Belgium Gets Six-Party Coalition Government After Record 18-Month Standoff
Belgium will get a full-time government as soon as today, ending a record 540 days of post- election brinksmanship between the Dutch-speaking north and French south that kindled speculation of a national breakup at the heart of Europe.
The power struggle between the richer Dutch and industrially depressed French region was only resolved as the European economic crisis deepened, leading to a cut in Belgium’s credit rating, a lurch upward in its borrowing costs and the demise of its biggest bank, Dexia SA. (DEXB)
The job of keeping Belgium intact and shaving Europe’s fifth-highest debt load falls to a six-party coalition headed by Elio Di Rupo, 60, the first native French speaker to run the country since the 1970s.
“Our country needs a government, a genuine government, a government of the center,” Benoit Lutgen, head of the French- speaking Center Democratic Humanist party, said on Belgian television yesterday. “Our country has changed and it will change again.”
The six parties endorsed the governing program over the weekend. One final marathon bargaining session — this time over the cabinet lineup — went through the night, with no nominations as of 11 a.m. in Brussels. A deal would be followed, possibly later today, by the swearing-in by King Albert II at his Brussels castle and a policy presentation by Di Rupo to the parliament.
“The accord gives a necessary, hopeful, just, wise and prudent response to the challenges of tomorrow,” Wouter Beke, head of the Dutch-speaking CD&V conservative party, said yesterday. “We have to bite into the sour apple now and create a perspective for what will come next.”

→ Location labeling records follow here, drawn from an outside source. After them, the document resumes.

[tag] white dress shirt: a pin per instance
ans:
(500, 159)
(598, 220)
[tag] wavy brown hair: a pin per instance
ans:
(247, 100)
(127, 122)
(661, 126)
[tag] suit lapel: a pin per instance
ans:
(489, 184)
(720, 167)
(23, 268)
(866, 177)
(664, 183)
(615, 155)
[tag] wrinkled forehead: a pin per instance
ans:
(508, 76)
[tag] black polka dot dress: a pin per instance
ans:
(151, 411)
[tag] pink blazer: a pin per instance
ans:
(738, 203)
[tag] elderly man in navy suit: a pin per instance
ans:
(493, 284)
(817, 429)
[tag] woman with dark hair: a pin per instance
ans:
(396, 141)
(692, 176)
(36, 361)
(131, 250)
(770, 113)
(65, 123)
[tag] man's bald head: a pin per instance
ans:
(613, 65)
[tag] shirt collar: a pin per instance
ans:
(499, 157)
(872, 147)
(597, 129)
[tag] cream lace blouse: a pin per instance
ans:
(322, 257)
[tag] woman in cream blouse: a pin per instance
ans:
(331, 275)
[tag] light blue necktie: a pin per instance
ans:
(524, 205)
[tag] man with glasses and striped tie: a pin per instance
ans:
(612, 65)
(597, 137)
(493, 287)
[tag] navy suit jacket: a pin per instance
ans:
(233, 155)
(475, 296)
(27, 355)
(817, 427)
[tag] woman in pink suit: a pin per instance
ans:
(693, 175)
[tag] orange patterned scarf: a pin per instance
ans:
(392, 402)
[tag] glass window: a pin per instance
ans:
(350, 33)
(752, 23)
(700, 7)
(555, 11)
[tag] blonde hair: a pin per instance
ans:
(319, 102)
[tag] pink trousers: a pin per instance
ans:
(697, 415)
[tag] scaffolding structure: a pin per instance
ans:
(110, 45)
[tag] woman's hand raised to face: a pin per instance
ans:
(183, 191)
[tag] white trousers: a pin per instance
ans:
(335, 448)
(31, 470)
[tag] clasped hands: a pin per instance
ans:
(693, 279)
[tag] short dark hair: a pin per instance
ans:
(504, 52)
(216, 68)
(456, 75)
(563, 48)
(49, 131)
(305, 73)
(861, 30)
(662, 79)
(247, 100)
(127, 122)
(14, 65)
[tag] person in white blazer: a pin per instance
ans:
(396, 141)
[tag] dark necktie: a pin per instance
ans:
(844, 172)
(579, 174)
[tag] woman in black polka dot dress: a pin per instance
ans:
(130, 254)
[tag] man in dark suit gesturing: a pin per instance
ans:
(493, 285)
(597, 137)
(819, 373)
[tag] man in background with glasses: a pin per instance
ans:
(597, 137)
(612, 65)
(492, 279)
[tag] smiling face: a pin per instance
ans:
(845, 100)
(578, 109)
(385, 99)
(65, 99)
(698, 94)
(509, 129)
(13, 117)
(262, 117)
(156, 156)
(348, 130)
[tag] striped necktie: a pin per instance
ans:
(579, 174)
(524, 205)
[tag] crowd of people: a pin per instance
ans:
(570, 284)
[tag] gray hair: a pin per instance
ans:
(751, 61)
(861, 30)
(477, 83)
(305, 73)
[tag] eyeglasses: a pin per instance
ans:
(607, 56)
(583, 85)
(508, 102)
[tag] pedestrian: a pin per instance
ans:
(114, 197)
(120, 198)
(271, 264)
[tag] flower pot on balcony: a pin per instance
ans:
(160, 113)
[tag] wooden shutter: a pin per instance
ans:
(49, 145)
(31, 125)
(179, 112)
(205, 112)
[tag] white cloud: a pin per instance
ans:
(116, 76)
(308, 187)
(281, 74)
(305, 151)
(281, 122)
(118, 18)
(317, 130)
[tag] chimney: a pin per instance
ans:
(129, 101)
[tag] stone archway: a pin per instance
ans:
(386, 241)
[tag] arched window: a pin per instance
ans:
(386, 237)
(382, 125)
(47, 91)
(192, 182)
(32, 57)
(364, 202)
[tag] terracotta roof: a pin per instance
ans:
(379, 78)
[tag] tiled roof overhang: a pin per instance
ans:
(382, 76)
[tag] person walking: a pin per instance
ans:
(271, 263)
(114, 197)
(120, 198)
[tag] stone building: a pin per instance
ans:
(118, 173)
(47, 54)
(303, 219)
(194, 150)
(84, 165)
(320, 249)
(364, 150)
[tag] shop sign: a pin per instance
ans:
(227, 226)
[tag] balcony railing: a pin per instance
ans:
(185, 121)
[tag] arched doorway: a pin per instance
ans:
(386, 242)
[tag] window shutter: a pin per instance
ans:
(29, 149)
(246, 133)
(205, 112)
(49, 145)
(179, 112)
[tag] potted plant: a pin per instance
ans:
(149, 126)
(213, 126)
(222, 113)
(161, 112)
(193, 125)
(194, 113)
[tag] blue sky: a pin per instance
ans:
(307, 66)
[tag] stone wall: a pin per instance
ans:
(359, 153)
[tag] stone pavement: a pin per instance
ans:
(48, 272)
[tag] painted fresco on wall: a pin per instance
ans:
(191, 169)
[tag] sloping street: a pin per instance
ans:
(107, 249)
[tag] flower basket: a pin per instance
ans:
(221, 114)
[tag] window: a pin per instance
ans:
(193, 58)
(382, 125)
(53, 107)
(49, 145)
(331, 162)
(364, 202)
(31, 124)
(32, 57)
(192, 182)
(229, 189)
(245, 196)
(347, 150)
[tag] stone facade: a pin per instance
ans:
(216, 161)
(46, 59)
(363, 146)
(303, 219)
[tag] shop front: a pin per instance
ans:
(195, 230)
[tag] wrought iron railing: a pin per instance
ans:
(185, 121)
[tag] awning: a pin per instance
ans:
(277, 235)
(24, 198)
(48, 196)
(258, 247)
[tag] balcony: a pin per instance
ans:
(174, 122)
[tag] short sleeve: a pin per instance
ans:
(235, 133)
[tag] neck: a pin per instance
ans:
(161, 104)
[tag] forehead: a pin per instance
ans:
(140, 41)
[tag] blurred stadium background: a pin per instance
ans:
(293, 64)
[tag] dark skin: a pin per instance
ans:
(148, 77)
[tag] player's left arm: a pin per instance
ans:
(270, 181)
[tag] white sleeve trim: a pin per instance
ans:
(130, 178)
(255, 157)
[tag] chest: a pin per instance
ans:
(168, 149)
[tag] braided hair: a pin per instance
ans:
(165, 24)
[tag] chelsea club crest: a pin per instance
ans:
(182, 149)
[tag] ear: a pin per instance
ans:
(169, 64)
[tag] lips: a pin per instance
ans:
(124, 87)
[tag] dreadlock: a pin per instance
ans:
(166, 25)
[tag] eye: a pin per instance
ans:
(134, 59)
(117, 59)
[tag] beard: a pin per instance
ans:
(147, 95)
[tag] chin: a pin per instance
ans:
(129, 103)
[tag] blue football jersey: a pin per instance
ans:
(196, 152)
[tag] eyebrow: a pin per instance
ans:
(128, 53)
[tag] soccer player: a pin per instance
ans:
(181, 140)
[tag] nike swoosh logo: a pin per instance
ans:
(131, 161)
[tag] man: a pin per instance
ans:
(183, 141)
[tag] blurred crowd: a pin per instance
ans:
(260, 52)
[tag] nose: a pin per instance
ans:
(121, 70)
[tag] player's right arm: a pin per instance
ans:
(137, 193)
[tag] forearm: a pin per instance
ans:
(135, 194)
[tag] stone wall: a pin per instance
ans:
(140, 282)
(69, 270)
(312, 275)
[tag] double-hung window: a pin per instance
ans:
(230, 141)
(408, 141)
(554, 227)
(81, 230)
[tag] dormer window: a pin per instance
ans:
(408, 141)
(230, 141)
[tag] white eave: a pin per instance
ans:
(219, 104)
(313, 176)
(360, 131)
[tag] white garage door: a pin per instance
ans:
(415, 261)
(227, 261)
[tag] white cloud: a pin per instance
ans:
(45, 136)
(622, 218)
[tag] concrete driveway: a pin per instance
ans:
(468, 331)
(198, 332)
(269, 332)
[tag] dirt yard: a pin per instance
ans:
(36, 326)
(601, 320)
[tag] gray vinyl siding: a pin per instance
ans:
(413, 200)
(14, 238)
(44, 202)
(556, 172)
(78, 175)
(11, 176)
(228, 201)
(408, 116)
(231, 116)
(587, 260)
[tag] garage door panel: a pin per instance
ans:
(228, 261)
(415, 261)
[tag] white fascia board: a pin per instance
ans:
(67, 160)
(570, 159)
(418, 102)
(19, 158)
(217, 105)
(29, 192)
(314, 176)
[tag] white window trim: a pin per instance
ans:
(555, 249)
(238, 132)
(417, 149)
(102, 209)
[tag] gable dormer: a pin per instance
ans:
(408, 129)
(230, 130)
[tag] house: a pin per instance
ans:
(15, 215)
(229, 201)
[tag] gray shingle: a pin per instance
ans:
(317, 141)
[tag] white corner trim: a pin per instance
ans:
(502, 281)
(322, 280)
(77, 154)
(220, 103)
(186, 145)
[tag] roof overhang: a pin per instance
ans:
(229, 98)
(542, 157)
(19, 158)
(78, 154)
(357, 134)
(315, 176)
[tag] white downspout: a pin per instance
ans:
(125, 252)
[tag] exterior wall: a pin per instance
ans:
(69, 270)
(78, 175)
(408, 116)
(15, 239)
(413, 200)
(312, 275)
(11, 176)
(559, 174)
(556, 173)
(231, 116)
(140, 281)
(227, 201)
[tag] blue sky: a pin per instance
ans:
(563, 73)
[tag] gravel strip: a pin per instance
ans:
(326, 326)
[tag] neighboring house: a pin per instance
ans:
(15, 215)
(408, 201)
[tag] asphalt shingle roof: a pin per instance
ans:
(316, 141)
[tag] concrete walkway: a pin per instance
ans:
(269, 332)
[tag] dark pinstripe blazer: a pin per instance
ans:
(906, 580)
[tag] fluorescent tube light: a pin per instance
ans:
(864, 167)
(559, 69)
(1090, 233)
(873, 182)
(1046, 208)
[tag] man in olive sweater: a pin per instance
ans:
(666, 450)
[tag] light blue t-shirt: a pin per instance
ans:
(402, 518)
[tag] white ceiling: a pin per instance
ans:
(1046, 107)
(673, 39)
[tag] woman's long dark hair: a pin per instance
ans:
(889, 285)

The government faces the immediate task of enacting a pledged 11.3 billion euros ($15 billion) in spending cuts and tax increases to pare the deficit to 2.8 percent of gross domestic product in 2012 as demanded by the European Union.
Belgian borrowing costs spiralled higher as the political inertia combined with the escalation of the European debt crisis. At their peak on Nov. 25, 10-year bond yields reached 5.86 percent, the highest at the end of a trading day in 11 years, and Belgium’s extra borrowing rates over German levels hit 360 basis points.